Invention Title:

Method and System for a Parametric Speech Synthesis

Publication number:

US20240428778

Publication date:

2024-12-26

Section:

Physics

Class:

G10L13/10

Inventors:

Ophir Frieder Chevy Chase, MD, United States

Joe Garman Washington, DC, United States

Applicant:

Georgetown University Washington, DC, United States

Smart overview of the Invention

Parametric Speech Synthesis is a method designed to generate speech in any voice, language, and accent. The system utilizes a text-to-speech conversion process that includes a text converter, a machine-learning model, and a decoder. The text converter transforms input text into phonemes, which are then processed by the machine-learning model to produce acoustic features. These features are used by the decoder to create a speech signal that mimics the desired voice and language characteristics.

Background

Historically, speech synthesis has employed two main strategies: concatenative and parametric. Concatenative synthesis involves using pre-recorded speech segments, yielding high-quality but limited flexibility. In contrast, parametric synthesis requires less recorded data and allows for language transformation but offers lower quality. The growing demand for multilingual and personalized speech synthesis necessitates advancements in parametric methods to improve quality and flexibility.

System Components

The system comprises several key components:

Text Converter: Converts input text into phonemes using stored phonemes from various languages.
Machine-Learning Model: A neural network that stores voice patterns for multiple individuals and processes phonemes to generate acoustic features.
Decoder: Generates a speech signal from the acoustic features, simulating the speaker's voice in the desired language and accent.

Methodology

The process begins with training the system using speech corpora, which include recordings of spoken sentences with corresponding transcripts. Each recording is analyzed to identify phonemes through an automatic speech recognizer (ASR). The ASR converts speech signals into Mel-Frequency Cepstral Coefficients (MFCCs) and identifies phonemes per frame. This information trains a deep recurrent neural network (DRNN) to synthesize speech across various languages and speakers.

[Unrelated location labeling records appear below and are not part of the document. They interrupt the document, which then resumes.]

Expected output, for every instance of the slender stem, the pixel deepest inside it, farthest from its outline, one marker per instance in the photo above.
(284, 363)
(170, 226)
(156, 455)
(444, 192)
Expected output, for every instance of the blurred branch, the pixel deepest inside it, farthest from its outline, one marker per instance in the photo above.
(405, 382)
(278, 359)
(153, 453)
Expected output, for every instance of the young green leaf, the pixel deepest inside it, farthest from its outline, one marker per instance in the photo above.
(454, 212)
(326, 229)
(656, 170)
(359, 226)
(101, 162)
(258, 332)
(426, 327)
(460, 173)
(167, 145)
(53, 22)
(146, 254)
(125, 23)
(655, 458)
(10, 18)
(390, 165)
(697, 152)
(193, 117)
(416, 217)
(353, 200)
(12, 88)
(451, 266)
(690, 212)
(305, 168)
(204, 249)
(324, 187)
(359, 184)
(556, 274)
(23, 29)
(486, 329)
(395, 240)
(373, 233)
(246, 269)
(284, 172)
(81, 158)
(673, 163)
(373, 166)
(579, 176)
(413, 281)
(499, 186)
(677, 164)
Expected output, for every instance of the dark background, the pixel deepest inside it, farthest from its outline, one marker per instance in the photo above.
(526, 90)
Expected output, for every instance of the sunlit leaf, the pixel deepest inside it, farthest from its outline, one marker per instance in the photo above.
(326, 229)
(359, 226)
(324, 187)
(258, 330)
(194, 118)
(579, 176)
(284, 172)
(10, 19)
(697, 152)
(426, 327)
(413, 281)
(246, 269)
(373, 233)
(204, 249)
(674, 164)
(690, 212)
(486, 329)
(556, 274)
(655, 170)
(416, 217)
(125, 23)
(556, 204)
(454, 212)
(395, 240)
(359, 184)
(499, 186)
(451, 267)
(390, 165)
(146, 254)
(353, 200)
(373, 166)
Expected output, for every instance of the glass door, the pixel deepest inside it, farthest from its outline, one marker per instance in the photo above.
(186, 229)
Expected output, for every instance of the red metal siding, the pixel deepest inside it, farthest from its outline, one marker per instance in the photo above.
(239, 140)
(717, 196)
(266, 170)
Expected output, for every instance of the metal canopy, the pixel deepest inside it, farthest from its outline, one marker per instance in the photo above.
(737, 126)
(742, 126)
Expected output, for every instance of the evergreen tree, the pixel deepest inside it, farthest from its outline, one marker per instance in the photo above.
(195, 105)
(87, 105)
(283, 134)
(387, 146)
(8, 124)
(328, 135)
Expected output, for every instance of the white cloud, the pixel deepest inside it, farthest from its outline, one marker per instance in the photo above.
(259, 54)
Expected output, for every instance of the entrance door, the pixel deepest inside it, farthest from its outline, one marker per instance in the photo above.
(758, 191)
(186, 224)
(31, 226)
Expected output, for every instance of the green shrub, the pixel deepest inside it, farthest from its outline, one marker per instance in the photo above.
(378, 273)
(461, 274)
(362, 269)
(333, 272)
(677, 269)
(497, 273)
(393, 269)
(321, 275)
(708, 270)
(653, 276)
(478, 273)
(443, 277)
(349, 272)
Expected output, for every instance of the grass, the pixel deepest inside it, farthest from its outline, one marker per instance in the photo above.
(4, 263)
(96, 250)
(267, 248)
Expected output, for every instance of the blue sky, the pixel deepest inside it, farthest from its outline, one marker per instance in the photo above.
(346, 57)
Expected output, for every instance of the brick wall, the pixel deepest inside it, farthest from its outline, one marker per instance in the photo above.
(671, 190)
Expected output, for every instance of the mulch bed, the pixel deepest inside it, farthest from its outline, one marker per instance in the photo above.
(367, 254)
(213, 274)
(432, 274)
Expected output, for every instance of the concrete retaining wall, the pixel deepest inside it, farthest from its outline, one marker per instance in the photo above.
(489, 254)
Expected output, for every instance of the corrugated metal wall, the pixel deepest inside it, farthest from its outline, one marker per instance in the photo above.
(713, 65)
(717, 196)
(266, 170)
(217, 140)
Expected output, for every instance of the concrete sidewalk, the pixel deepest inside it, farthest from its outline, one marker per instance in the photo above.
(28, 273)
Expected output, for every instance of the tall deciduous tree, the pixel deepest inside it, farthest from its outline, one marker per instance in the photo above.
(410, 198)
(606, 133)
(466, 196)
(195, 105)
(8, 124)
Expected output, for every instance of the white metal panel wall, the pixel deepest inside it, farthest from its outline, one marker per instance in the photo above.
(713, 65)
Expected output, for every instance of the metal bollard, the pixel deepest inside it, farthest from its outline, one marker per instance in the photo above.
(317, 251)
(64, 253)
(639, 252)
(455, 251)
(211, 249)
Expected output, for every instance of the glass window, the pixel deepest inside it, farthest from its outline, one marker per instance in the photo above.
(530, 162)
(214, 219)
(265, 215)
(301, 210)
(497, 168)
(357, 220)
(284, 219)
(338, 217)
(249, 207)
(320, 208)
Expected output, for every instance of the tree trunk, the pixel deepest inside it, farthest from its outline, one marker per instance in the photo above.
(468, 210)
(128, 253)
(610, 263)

Applications and Flexibility

The disclosed systems offer significant flexibility by enabling voice synthesis in any language with any accent. The DRNN model allows for seamless integration of new languages and speakers without needing extensive data for each new addition. Potential applications include personalized voice instructions, reading aloud texts, and creating entertainment content in multiple languages. This approach simplifies the development of multilingual speech synthesis systems while maintaining high-quality output.